A delightful day of about five hours’ sailing had rewarded us with fellowship, laughter, glowing faces. Feelings of contentment accompanied us as we headed back to Cambridge.

The Techi Bits

  • I wasn’t quite sure how stable a craft the Pegasus was going to be, so I was in two minds as to which camera to be prepared to lose! On the basis that it was a much bigger boat than the International 470 Class dinghy I once crewed (which ended up completely upside-down due to winds gusting force 6) I reckoned it to be stable! So, the Nikon D810 FX DSLR it was.
  • The 24-70mm was already on the body, but I decided also to take an ultra wide-angled zoom in order to try and get more dramatic, or more inclusive images, within the cockpit of the boat. 
  • Although cloudy, the day was quite bright.
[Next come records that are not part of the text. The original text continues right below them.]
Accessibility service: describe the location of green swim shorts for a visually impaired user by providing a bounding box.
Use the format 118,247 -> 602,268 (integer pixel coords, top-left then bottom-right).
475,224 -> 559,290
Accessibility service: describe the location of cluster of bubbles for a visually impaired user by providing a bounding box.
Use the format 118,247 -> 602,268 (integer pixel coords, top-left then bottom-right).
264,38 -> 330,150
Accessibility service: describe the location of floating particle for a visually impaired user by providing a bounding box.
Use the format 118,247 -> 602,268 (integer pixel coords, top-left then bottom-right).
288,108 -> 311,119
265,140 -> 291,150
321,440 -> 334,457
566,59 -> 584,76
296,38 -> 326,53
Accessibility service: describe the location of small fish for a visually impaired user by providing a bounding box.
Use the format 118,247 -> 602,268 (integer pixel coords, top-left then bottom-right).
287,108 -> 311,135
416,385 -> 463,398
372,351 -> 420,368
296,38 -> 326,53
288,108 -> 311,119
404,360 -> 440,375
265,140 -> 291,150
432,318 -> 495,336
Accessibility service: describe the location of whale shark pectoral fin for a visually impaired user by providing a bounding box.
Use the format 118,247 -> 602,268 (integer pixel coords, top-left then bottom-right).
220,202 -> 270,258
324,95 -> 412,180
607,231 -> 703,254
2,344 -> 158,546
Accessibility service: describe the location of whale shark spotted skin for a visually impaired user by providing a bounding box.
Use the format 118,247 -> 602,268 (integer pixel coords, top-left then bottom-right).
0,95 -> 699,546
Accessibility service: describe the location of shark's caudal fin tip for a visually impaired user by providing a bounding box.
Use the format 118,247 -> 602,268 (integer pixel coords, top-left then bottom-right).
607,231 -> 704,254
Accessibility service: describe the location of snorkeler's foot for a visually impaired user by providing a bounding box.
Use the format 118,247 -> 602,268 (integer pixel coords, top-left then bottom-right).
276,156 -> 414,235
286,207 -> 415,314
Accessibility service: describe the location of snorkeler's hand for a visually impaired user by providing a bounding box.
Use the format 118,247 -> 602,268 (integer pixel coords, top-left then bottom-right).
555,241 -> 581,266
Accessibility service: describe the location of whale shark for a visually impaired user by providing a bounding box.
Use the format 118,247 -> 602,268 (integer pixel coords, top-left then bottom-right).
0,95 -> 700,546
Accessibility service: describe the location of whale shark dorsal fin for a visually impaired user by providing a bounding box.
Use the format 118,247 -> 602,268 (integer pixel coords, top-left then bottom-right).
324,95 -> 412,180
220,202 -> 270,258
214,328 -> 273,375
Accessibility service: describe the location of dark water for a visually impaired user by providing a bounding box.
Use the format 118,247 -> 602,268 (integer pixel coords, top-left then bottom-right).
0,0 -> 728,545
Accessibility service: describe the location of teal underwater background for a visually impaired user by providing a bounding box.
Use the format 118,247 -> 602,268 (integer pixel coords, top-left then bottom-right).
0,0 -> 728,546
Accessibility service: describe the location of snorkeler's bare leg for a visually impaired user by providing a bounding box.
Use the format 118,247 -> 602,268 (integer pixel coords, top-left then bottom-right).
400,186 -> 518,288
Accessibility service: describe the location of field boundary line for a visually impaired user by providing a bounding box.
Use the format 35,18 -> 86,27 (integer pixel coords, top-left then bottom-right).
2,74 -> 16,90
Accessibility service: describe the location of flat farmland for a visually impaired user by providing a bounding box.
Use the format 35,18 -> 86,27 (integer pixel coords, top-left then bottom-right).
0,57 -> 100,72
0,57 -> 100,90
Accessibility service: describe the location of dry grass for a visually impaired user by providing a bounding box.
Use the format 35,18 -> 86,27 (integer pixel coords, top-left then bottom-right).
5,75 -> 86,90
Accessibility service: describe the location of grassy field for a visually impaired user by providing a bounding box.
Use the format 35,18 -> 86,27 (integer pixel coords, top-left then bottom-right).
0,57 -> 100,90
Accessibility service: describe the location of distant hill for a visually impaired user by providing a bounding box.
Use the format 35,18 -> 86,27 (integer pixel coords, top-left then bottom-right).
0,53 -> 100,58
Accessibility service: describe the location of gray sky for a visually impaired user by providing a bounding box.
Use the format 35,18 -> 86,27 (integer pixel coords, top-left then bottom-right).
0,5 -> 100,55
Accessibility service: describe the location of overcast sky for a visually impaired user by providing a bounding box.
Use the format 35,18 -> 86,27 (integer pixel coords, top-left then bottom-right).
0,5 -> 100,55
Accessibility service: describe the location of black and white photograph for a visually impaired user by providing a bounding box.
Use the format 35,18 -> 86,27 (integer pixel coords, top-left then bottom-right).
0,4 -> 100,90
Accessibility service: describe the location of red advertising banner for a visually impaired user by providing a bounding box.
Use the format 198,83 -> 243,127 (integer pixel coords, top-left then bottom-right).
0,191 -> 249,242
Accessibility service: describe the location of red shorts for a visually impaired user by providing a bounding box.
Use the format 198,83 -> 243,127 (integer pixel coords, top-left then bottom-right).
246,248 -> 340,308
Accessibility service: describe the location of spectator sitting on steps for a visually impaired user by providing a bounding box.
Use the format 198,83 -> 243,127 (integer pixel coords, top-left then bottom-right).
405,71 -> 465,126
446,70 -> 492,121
This means that with those vast expanses of sky the in-camera metering would act in a similar way as with snow, producing underexposed and silhouettey images.  I applied about +1EV to compensate. Shooting RAW also helped balance exposure in post-processing. An alternative in some instances is to use a little flash fill, or a reflector to lighten up nearby subjects e.g. people on the boat.  Honestly, carrying a flash about on a small boat is a crazy idea…..and then your reflector would be whipped away by a gust of wind! 

I hope you have enjoyed a little of this shared experience. If you have any photography requirements – weddings, corporate, headshots, portfolios, parties, gigs, blogshots, website pics, please contact me or give me a call and I’ll be more than happy to have a no-obligation chat with you.

Enjoy the gallery below.

Bon voyage!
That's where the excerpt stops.